Una peculiare e stimolante mescolanza alchemica che si snoda attraverso un’interpretazione strettamente personale di alcuni celeberrimi standard della tradizione jazzistica, unitamente a tre composizioni originali decisamente difformi dal jazz agé. Questa è la summa di “Early”, il nuovo episodio discografico targato More Sundays, formazione composta da Elisabetta Maulo (voce), Tony Cattano (trombone), Beppe Scardino (sax baritono e clarinetto basso) e Piergiorgio Pirro (pianoforte e harmonium).
I brani contenuti nel cd sono dieci, ma solo tre sono frutto della vena creativa di Pirro e Maulo (La Petite Reine, Una Diversa Sera Al Mare e Intermezzo). La Petite Reine (Pirro) è una composizione avvolta da un’aura di mistero, madida di suggestive asperità armoniche sapientemente sottolineate dal pianista. Scardino e Cattano intessono un’elocuzione particolarmente sibillina che tiene viva la tensione emozionale.

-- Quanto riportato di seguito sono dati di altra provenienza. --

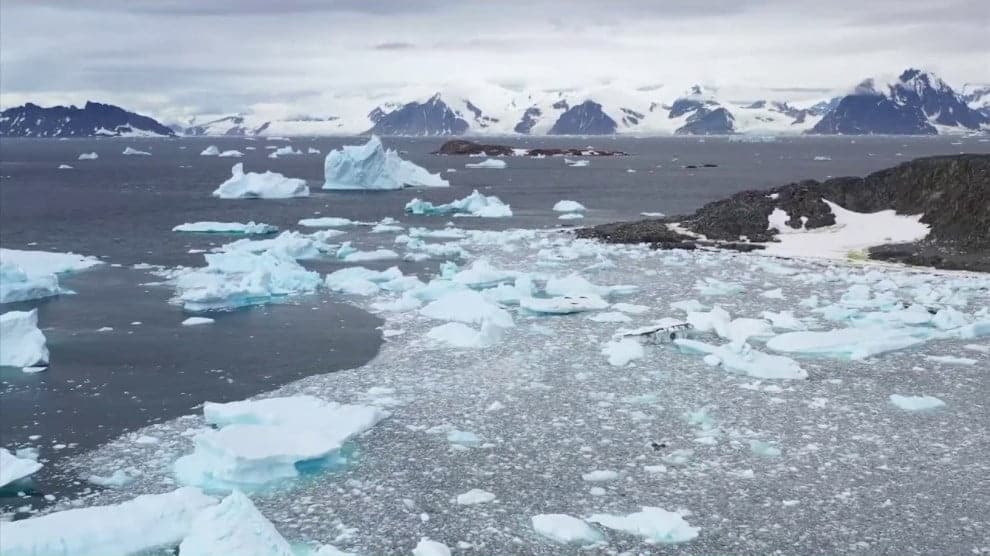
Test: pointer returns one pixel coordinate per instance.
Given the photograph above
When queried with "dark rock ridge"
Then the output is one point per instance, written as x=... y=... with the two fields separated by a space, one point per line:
x=92 y=120
x=432 y=117
x=913 y=105
x=462 y=147
x=952 y=192
x=586 y=118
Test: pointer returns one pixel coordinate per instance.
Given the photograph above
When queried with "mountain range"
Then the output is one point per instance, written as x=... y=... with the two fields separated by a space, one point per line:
x=915 y=103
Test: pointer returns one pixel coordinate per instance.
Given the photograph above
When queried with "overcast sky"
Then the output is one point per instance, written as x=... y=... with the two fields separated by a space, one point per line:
x=214 y=56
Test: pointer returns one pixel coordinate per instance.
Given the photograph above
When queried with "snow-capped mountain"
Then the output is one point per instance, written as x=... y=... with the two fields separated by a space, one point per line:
x=917 y=103
x=93 y=119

L’atmosfera diafana di Una Diversa Sera Al Mare (Maulo-Pirro) suscita sensazioni oniriche. Elisabetta Maulo interpreta il brano con un timbro aggraziato e dolcemente sussurrato, accompagnata dal pianismo fatato di Pirro. In Intermezzo (Pirro) si staglia un mood profondamente ascetico in cui Piergiorgio Pirro sviscera un eloquio ponderato, dosando e scandendo il fraseggio con nitidezza e acume. “Early” è un album che descrive stati d’animo differenti, generato dalla fisiologica necessità di comunicare un messaggio sincero.